Beyond Yellen, and despite terrible warfare still being waged in key frontlines in Ukraine, there is really nothing market-moving to seize onto so far today. Instead the focus is firmly on the immediate future. Citigroup (below) takes a look at what a lower-than-forecast CPI outcome might mean for rates.
Strategists at BNPP though look through the other end of the telescope, contending that “given the amount of work the Fed has done in setting up a downshift in the pace of hikes—and de-emphasizing pace relative to level--we do not think an upside surprise would elicit a 75bp move. But at the margin, it could shift some officials to a terminal rate of 5.25% versus 5.0%. It certainly would reinforce Powell's message reiterating the importance of the duration of time spent at a higher terminal rate.”
Away from the Fed focus, investment grade new issuance in the USD market is unsurprisingly non-existent so far, while equity futures indices in the US are roughly +0.3% while stock markets Europe are 0.5% lower. In fixed income Bund and gilt markets are both rallying roughly in line with USTs, in a bull-flattening formation. Bitcoin is down 1% after Reuters reported that DoJ is split over whether to charge Binance.
As for those USTs, they are currently -1.5bps in 2y, -3.7bps at 3.54% in 10y and -4.7bps in 30y. And in swap spreads, the curve is reflecting the move in USTs by steepening, with the 2y spread -1.25bps at 2.75bps, 5y is +0.25 at -23.50bps, 10y is +0.25bps at -29.75bps and the 30y is +1.25bp at -62.25bps.
Citi: CPI undershoot could drag terminal rate below 5%
Strategists are understandably fixated on the two key events of what is hoped will prove the last serious week of the year. Those at Citi this morning took a look at the possible impact of an undershoot by CPI, and at what the Fed says the next day. Citi says that a “weaker than expected CPI would nudge the pricing from the next FOMC meeting in Feb, which is currently at 35bp, by a few bp and move the terminal rate pricing below 4.9%. It also makes FOMC the following day more benign.”
“For the Feb meeting, the Fed will have the Dec CPI released in Jan (market pricing -0.27% nsa headline) but not the Jan CPI, which is higher than Dec (market pricing +0.34% for Jan). We can’t read too much into these monthly market projections however, as the deceleration in rate hikes is already in forward guidance. The bigger question for the front end, especially for terminal rate pricing, will be the trend into the second quarter.”
Whether what is priced in now though, will accurately predict what will happen next year, is hard to say, acknowledges Citi. “ While forward looking indicators point towards softening into 2023 (PMIs for example), there is generally less confidence overall about market pricing vs. what to actually expect for the next 12 months, given the experience this year when CPI ended up realizing more than what the market was pricing.”
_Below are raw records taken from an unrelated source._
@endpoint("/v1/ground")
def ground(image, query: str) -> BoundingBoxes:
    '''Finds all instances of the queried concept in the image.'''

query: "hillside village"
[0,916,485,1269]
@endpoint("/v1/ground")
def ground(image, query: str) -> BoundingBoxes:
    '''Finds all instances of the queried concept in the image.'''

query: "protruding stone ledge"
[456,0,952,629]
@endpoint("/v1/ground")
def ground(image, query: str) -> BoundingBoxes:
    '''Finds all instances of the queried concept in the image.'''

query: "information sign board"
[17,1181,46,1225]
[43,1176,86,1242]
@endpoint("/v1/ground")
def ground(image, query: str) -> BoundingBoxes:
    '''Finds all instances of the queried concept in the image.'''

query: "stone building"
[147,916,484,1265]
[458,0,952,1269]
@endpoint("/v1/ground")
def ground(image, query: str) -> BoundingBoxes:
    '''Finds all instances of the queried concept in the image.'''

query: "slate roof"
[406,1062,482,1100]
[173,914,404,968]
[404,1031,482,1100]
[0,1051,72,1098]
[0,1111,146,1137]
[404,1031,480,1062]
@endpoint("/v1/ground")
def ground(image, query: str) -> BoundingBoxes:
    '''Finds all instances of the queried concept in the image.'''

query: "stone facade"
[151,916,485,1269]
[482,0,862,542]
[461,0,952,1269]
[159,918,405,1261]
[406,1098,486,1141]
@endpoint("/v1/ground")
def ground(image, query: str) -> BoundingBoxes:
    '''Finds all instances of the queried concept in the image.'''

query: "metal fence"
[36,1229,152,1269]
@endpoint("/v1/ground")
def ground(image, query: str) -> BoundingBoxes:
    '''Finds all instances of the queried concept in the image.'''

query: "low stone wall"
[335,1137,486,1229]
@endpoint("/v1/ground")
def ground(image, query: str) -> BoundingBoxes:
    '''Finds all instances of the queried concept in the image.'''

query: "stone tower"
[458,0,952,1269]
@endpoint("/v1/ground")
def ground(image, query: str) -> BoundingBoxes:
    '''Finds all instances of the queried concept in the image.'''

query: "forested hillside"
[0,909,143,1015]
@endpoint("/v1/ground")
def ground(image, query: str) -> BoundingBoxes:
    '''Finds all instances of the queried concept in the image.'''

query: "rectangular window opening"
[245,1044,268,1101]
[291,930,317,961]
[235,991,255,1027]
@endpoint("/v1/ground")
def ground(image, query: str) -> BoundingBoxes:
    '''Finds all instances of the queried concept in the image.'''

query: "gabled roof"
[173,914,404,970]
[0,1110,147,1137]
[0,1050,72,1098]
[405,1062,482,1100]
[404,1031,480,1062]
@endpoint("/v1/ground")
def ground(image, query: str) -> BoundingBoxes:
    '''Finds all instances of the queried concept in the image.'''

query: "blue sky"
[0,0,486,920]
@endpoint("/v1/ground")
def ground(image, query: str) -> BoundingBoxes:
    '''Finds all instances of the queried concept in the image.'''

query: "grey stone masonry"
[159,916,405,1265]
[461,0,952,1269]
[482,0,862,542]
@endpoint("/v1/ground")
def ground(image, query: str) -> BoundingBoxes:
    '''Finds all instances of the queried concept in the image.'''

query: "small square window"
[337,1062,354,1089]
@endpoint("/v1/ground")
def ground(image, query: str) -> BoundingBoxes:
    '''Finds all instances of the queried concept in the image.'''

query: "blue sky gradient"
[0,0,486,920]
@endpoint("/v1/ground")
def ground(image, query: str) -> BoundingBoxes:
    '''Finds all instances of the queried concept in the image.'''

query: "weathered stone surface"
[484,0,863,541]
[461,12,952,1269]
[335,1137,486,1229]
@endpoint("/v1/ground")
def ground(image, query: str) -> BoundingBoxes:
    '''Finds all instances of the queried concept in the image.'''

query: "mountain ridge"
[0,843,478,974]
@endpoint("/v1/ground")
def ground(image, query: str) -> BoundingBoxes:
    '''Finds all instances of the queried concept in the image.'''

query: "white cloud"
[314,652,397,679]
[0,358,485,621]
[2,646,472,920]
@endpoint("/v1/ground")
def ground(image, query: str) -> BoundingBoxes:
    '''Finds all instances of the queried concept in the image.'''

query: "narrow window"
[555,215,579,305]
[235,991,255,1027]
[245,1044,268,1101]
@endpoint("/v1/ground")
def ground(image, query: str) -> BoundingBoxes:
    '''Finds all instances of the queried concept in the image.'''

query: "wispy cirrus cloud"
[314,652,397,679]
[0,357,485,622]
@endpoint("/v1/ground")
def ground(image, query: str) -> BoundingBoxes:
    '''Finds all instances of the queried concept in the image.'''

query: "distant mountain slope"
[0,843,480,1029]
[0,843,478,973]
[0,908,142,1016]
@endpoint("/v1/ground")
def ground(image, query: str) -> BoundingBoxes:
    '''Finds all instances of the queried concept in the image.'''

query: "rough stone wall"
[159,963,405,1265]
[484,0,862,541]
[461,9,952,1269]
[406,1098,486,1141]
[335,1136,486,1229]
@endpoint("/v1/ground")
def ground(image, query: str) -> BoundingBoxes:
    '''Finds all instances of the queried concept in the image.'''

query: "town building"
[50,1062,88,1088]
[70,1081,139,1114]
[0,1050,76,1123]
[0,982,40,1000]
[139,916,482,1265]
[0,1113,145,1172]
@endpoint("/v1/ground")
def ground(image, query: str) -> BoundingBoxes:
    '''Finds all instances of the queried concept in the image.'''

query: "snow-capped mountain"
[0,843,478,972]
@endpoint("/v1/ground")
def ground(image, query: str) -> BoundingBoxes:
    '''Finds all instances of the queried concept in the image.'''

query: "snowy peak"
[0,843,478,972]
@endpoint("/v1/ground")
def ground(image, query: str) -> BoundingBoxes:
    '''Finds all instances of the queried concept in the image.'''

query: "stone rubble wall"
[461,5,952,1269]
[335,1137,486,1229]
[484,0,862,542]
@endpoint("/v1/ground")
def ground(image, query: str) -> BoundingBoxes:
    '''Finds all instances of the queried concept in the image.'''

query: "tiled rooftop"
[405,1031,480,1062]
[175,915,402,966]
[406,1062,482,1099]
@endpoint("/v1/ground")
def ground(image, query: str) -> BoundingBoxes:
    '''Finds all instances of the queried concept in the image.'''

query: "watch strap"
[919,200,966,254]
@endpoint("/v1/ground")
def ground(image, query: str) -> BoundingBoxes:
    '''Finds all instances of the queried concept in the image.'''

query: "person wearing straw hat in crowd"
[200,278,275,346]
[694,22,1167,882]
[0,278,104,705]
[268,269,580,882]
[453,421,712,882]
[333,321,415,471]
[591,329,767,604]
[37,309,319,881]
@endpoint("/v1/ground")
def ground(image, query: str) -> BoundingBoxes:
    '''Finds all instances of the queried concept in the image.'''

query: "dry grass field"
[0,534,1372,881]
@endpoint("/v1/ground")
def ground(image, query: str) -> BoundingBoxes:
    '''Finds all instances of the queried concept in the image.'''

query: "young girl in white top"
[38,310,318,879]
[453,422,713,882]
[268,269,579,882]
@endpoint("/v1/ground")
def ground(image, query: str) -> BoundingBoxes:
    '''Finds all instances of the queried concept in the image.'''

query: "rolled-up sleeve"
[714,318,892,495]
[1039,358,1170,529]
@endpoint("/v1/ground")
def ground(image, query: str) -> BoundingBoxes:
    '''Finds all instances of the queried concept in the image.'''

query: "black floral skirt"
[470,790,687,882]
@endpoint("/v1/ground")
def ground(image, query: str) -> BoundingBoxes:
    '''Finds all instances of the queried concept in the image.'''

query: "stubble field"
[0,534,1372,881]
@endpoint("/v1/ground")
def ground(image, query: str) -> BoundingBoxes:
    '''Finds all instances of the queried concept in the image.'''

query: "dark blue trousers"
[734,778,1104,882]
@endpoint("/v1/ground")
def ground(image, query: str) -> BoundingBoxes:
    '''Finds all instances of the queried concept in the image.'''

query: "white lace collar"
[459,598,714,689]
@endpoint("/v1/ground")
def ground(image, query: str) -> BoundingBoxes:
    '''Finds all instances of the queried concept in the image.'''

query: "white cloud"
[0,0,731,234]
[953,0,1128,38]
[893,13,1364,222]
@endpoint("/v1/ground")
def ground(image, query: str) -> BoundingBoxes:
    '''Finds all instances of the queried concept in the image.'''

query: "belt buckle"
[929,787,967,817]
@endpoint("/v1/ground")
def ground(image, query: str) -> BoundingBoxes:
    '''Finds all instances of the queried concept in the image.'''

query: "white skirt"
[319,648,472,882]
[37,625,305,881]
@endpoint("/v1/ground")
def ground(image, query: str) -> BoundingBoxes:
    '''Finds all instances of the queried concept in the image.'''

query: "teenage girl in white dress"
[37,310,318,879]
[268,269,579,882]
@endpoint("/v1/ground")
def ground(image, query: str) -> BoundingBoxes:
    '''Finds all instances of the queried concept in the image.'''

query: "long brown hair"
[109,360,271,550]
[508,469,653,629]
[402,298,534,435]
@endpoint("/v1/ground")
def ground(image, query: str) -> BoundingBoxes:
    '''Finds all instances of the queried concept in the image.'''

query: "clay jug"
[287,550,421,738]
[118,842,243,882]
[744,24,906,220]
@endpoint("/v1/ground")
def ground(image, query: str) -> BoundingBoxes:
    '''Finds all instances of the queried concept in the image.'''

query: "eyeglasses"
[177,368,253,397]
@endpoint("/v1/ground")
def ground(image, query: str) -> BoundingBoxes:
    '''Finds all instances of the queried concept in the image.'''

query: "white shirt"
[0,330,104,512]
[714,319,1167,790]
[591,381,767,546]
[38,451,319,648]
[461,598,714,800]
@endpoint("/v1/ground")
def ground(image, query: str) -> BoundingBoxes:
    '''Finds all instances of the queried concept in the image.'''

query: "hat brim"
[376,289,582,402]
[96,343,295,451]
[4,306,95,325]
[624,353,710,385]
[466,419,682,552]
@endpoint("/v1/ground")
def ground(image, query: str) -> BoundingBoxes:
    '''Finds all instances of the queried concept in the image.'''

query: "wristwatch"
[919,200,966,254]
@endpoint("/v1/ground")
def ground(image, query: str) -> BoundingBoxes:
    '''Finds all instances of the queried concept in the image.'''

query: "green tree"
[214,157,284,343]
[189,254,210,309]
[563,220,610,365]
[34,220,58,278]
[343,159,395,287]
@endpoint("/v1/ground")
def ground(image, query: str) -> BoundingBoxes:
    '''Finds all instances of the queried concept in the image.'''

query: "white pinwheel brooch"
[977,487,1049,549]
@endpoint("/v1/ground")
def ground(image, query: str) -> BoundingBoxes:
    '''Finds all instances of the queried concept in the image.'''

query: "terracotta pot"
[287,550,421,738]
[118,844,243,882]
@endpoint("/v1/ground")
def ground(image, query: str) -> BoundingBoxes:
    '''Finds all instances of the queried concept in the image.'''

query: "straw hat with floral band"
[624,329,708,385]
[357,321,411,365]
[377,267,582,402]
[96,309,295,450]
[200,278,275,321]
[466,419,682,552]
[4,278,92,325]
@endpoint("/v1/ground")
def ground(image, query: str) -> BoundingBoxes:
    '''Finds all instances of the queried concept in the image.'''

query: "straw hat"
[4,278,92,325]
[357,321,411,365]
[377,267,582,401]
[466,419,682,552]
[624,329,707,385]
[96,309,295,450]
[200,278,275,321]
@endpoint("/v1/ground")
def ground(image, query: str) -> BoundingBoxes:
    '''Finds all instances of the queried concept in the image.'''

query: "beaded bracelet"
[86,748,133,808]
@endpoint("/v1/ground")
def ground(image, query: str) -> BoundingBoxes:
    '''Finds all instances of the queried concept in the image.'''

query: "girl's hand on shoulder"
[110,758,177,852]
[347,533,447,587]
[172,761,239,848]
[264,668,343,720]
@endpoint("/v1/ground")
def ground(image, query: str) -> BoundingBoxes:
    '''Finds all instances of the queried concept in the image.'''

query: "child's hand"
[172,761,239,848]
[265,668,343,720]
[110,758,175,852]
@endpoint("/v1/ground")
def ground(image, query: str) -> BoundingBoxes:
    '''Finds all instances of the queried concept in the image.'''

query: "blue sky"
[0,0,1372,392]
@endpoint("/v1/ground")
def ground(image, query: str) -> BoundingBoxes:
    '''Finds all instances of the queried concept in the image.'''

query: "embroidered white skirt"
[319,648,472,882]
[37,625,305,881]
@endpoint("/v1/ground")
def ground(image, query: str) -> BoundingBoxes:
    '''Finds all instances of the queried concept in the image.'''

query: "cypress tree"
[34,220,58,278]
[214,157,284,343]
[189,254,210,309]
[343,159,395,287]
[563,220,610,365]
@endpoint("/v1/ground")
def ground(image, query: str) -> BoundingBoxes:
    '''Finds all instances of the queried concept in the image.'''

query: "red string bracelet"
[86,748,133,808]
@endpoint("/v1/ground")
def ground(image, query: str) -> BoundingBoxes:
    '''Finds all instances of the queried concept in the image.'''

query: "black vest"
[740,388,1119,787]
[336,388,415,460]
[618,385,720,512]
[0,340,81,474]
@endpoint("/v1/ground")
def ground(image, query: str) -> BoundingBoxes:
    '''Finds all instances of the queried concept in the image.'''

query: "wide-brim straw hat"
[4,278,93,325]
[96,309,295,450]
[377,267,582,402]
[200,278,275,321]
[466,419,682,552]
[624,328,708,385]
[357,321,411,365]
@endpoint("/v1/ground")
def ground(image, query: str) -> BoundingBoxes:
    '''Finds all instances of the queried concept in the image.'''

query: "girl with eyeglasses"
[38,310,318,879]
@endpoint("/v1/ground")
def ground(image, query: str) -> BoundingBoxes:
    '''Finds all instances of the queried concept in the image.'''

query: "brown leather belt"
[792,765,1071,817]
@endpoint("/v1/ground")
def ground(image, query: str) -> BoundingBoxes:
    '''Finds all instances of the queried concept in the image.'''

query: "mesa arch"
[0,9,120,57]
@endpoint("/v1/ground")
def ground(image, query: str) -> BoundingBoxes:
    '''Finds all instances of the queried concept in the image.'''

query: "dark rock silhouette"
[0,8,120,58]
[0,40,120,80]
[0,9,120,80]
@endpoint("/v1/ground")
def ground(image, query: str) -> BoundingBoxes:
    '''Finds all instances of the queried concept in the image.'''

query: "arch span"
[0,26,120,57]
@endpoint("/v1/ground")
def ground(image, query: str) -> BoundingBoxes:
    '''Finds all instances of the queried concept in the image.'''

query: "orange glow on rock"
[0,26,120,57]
And looking more closely at that FOMC decision, Citi says that the FOMC "should be a re-iteration of the boilerplate hawkish narrative. The dots are expected to move higher, as has been widely flagged by various FOMC members, including Powell, for 2023. Given the sharp rally in recent days, especially with the inversion in the OIS curve, we suspect that with thin trading into year end, the 2y is vulnerable to a selloff.”
Callables and Formosas
- National Bank of Canada sold a $50m 15y NC6m zero coupon callable Formosa. The EMTN matures Dec 2037, is callable annually from Jun 2023 and has an estimated IRR of 5.57%. Lead is KGI and announced Dec 12.